[Imps] Test cases for parsing spec

Sam Ruby rubys at intertwingly.net
Wed Dec 6 10:28:02 PST 2006


James Graham wrote:
> Sam Ruby wrote:
>> Ian Hickson wrote:
>>> On Wed, 6 Dec 2006, Sam Ruby wrote:
>>>> That being said, if Ian (or somebody) can come up with a small seed 
>>>> of test cases, I will try to convert them into a usable form and see 
>>>> if I can get html5lib working with it.
>>> I have a bunch of tests here, I just need a format to output the 
>>> tests into. It would take me a few minutes at most, once someone has 
>>> defined the exact format for the tests. They're not currently in a 
>>> usable form (outside Google, anyway).
>>
>> Negotiable.  What I work with now is:
>>
>> Line 1: "<!--"
>> Line 2: "Description: [1]"
>> Line 3: "Expect:      [2]"
>> Line 4: "-->"
>> Line 5+: HTML
>>
>> where [1] is human readable, and [2] is computer readable.  [2] will 
>> likely need to be adapted anyway, so don't worry too much.  Something 
>> language neutral or xpath-ish would be ideal.
>>
>> Example:
>>
>> <!--
>> Description: extraneous quotes
>> Expect:      html/body/a[@title="foo"]
>> -->
>> <html><body><a href="#"" title="foo"></body></html>
> 
> Something like that looks ideal for the parser/treebuilder. If we want 
> to test the tokeniser separately, it might be good to just have a list 
> of expected token types and properties:
> 
> <!--
> Description:
> Expect:
> StartTag html
> StartTag body
> StartTag a {'href':'#', 'title':'foo'}
> EndTag body
> EndTag html
> -->
> <html><body><a href="#"" title="foo"></body></html>
> 
> It means multi-line expect and might be overcomplex (ideally one could 
> define a single test and check the output from both phases)... what do 
> you think?

My gut feel is that spelling out the complete sequence is both tedious 
and error prone.
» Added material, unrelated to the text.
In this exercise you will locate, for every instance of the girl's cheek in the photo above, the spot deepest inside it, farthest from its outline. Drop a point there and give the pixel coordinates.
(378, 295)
And fragile.  Should the tokenizer add an implicit 
"head"?  I'm not suggesting that it should, but consider what havoc such 
a change would make on the test suite.

My guess is that typically, what you are looking for is a single token, 
or at most a short sequence.  A semicolon separated list of tokens 
(generally only one) would suffice for most cases.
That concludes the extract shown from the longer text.